Machine-translated from Sinhala / Tamil / English

¶ 01 Hon. Deputy Chairperson of Committees, I move the following motion:

¶ 02 “This Parliament resolves that every youth completing 18 years of age should have the right to be gainfully employed, and if not employed, should be provided financial assistance to become a self-employed entrepreneur.”

¶ 03 I present this for the future of our youth. Today, about 6 to 7 percent of those aged 18 are unemployed. We must secure their future.

¶ 04 Sri Lanka has an ageing population, yet among our youth there is frustration and disillusionment. Out of a population of 22.7 million, 1.8 million are aged 15-19, 1.7 million are 20-24, and 3.5 million are 15-24. If we consider 15-29, about 5.1 million. Compared internationally, our youth share is 45 percent against India, 39 percent against China, 47 percent against Indonesia.

¶ 05 [Interruption.]

¶ 06 Young at heart—indeed! Even at 60 plus, we can be young.

¶ 07 Beyond that, since I have three children, I know these concerns. We must treat this as investment. Our workforce in 2020-2024 is about 8.9 million; 1.6 million are in the public sector, the rest private, with around 65 percent self-sustaining in the private sector. But support to them is minimal. We are emerging from bankruptcy.

¶ 08 I cite the IMF Resident Representative Geetha Gopinath’s team’s warning as reported in Ceylon Today on 4 July 2025: “Debt stable but fiscal risks persist.” We must not rely solely on others; we must move forward on our own strength.

¶ 09 Since 1948 independence, do we have true economic freedom? In 1952 there was unrest; in 1972 youth discontent; in 1978 we slid into a 30-year conflict; 1989-1991 another youth upheaval. We must end this 70-year curse and secure the future of our youth.

¶ 10 Countries like Singapore rely on AI and innovation. Closer to us, Malaysia, Indonesia, Thailand, Japan have proactive policies. We need radical change, not business-as-usual. We need creative, innovation-driven programmes—AI, e-commerce—embedded in our development.

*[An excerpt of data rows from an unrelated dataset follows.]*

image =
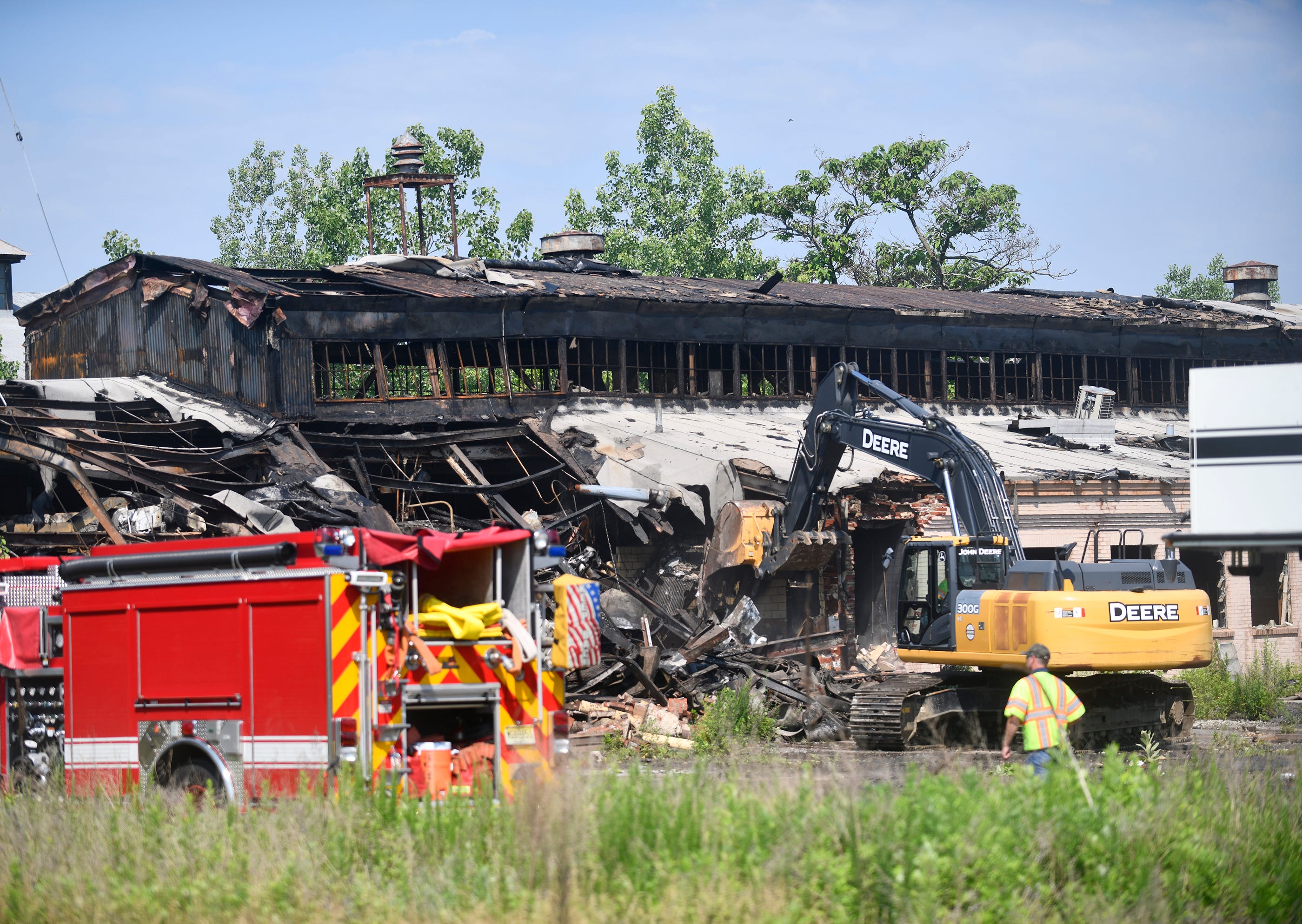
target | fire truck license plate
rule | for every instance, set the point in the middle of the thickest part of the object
(520, 736)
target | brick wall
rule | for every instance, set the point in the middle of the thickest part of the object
(1249, 640)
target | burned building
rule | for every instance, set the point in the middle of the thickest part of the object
(455, 392)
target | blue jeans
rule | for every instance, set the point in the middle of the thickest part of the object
(1041, 760)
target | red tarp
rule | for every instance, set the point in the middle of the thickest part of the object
(429, 546)
(20, 638)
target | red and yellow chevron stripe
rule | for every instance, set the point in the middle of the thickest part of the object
(520, 705)
(347, 640)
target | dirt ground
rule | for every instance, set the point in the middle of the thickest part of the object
(1247, 746)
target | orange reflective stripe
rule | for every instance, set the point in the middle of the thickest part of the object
(1037, 731)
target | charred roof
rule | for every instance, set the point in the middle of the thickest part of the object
(545, 280)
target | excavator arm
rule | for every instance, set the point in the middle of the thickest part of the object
(933, 449)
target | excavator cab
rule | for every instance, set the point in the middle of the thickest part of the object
(933, 573)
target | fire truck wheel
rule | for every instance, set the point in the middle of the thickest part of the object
(197, 781)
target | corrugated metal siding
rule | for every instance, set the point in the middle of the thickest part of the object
(102, 353)
(191, 335)
(131, 334)
(296, 376)
(251, 366)
(160, 340)
(120, 336)
(222, 352)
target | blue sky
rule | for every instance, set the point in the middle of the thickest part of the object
(1140, 134)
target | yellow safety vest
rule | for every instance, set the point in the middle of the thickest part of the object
(1046, 706)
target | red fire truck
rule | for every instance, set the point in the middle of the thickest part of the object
(32, 671)
(245, 667)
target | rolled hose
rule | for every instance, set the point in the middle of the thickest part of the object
(178, 563)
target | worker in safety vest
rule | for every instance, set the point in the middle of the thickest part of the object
(1042, 706)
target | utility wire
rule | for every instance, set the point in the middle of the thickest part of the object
(19, 136)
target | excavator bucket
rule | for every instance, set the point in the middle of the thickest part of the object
(743, 533)
(744, 543)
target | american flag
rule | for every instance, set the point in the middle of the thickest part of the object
(583, 630)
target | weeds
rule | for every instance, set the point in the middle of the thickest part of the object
(1253, 694)
(735, 716)
(1196, 844)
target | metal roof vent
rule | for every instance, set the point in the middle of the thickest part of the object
(573, 244)
(408, 154)
(1094, 403)
(1252, 280)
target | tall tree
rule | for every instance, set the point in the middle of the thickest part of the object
(306, 215)
(1182, 283)
(961, 233)
(675, 211)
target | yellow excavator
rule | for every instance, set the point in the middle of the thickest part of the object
(973, 599)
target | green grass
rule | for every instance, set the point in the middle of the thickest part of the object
(732, 719)
(1252, 694)
(1195, 844)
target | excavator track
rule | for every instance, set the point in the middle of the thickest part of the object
(878, 716)
(967, 708)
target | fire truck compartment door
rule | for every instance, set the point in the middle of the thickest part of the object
(194, 653)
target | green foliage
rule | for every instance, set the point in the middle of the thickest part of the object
(1253, 694)
(1197, 842)
(10, 369)
(733, 718)
(119, 245)
(827, 214)
(963, 233)
(308, 215)
(1182, 283)
(675, 211)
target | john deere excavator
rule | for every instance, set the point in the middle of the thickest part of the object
(973, 599)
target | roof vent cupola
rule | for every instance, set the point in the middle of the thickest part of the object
(1252, 282)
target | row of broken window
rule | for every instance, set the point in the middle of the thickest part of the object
(351, 371)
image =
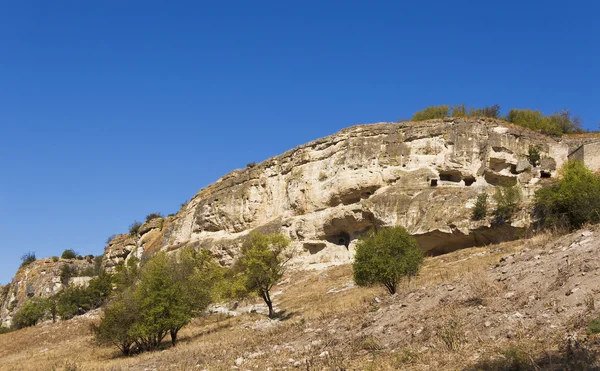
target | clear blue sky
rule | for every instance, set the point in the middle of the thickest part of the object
(110, 110)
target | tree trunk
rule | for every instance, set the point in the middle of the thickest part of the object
(174, 336)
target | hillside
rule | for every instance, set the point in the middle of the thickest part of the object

¶ 11 Ask ten youths today whether they want job security or a Rs. 3,000-4,000 allowance to stay home; many may choose the latter. That mindset must change. Many go to the Middle East for Rs. 60,000-70,000 salaries here but can earn much more abroad by working hard. We must instill a work ethic and opportunity.

¶ 12 As Wasana and welfare have expanded, beneficiary families rose from 1.7 million in 2023 to 2.4 million and may reach three million. Instead of passive grants, require community service via local authorities to create value and inculcate dignity of work.

¶ 13 To start a small business requires about Rs. 500,000, yet banks demand Rs. 1 million in assets for a Rs. 500,000 loan. E-commerce is taxed at 18 percent VAT; this risks diverting activity to foreign accounts. The Central Bank constrains credit growth; we need a better capital-output framework. Graduates should not depend on Government jobs; create an enabling environment. We spend Rs. 1.5 trillion on public sector salaries—about 69 percent of revenue—plus pensions. What about the remaining seven million in the workforce? We must create one million young entrepreneurs.

¶ 14 [Time called.]

¶ 15 May I have two more minutes; I will adjust my next speech.

¶ 16 With Rs. 500,000 seed capital per youth, costing about Rs. 100 billion initially, we can scale as needed. The Central Bank can provide specific funding windows for youth, women, and MSMEs.

¶ 17 Set a minimum salary of USD 350-400 for overseas workers so their families can live decently, and upscale skills with English. Send trained nurses and technicians, not just unskilled labour, by opening university pathways. I commend the KDU-related decisions that expanded capacity.

¶ 18 Develop new entrepreneurs in renewable energy—make them 16- to 10-tariff champions who can feed into the grid. Exempt the first Rs. 200,000-400,000 earned via global e-commerce by youth from tax to incentivize take-off. Strengthen universities and offer budget-backed loans for those who qualify but cannot enter State universities to attend accredited non-State universities.

¶ 19 Thank you for the opportunity.

Provenance

Source
Hansard, Friday, 11 July 2025 ·No. 1753082553092748 ·English daily/uncorrected Hansard
Page · column
not yet extracted — page/column anchors are not in the current dataset; the source PDF is the citable location.